The inscription suffered two damages. While it was in the church, it became the target of Turkish guns, with the bullet marks still clearly seen in the limestone (Figure 3). Since the inscription bears the year 1689, this damage happened during the second Ottoman occupation of Modon between 1715 and 1828. The second damage comes from a Greek hand adding the year 1841 and the letters ε λ ς. They are obviously the initials of the person who reused the inscription in 1841: the initials of his first name E, his father’s name L, and his family name S. This occurred most likely when the abandoned church collapsed or was demolished.
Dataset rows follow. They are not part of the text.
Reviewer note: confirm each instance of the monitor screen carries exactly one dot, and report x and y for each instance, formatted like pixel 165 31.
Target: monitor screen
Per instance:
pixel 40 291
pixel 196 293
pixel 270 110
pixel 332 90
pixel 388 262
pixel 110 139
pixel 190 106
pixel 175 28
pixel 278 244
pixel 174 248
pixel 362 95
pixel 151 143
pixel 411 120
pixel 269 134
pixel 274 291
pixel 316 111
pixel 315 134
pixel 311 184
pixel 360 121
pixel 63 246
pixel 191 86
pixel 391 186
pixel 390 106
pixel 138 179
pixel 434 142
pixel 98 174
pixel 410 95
If so, the year 1841 is the date the church of Saint Mary of the Green Valley near the seashore disappeared. By applying on a modern satellite photograph of Modon the position of the church according the French urban plan to scale in 1829, I realized that the house where the inscription is embedded today is almost at the same place the church was standing from the thirteenth or fourteen until the nineteenth century (Figure 6).
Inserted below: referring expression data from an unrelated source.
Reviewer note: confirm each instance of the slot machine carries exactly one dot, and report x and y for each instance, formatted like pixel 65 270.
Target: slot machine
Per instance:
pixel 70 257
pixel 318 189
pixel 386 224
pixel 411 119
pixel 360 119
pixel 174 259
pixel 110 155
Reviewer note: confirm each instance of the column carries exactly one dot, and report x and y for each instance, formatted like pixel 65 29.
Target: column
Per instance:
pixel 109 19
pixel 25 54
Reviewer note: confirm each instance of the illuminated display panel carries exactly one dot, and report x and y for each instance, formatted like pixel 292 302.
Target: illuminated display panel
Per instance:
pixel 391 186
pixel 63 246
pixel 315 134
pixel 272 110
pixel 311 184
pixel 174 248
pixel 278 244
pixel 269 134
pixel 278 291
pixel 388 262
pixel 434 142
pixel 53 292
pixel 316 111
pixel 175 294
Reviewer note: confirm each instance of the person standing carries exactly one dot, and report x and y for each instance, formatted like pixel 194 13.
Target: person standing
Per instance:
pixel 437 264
Figure 6 Detail of a satellite photograph of the village on Modon on 28 April 2017. The red line indicates the position of the church of Saint Mary of the Green Valley near the seashore, and the red circle goes around the house with the embedded inscription. (Photo Google Earth).

The castle of Modon suffers from the elements: it is the place strong currents of the Ionian Sea cross even stronger currents of the Mediterranean Sea. As a result, extreme weather phenomena occur at the Modon bay with most violent winds, raging tempests and torrent rains with thunderbolts. A further demonstration of nature’s strength is the fact that the area presents a regular tectonic activity with frequent earthquakes. Thus, through the centuries and the millennia, there have been many fluctuations of the sea level and changes of the geomorphological layout of the shoreline at the Modon bay, and therefore the archaeological importance of the place is not only in the castle but also at the bottom of the sea with numerous shipwrecks containing most significant archaeological items. Furthermore, Modon also suffered from human activity.12 Military attacks, massive civil destructions and the presence of different religious beliefs had a negative impact on the archaeological, architectural and cultural inheritance of Modon.
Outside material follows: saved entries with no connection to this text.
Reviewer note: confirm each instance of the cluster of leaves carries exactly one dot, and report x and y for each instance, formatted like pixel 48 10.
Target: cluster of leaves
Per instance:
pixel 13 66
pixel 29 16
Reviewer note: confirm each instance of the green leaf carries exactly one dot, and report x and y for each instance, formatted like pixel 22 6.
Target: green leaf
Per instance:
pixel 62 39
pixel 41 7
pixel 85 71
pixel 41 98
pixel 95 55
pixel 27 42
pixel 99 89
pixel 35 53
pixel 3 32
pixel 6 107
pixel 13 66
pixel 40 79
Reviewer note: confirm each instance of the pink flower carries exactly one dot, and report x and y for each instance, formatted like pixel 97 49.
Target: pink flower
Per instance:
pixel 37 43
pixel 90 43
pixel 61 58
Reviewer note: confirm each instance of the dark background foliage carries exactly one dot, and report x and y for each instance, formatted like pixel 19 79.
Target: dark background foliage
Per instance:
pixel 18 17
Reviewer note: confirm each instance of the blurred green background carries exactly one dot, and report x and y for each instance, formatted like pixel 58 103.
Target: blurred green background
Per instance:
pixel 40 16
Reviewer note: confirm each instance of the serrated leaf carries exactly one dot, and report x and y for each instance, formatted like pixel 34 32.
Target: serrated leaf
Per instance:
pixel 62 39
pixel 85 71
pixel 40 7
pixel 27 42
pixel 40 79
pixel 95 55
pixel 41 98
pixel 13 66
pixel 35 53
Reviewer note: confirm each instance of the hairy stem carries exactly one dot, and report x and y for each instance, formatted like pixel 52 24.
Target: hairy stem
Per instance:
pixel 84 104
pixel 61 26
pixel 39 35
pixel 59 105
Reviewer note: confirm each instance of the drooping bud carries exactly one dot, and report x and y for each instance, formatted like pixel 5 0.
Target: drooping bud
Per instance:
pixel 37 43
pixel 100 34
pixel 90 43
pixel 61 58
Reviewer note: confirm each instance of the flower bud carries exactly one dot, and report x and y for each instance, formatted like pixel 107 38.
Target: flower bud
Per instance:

As far as the church of Saint Mary of the Green Valley near the seashore is concerned, the decision of the Venetian Senate on 22 August 1453 and the initiative of the papal protonotary on 15 August 1689 were meant to maintain and reinforce the Catholic worship in this church. However, until 1500, most of the inhabitants in the neighborhood around the church were Gypsies and Jews, while during the two Ottoman occupations in 1500-1686 and 1715-1828, the main neighbors of Saint Mary of the Green Valley were Orthodox Greeks. Hence, an important church of one of the leading castles by the Mediterranean Sea disappeared. What is left, is an inscription of a Catholic protonotary, reused in a house of an Orthodox Greek.



Conflicts of interest

Author declares that there is no conflict of interest.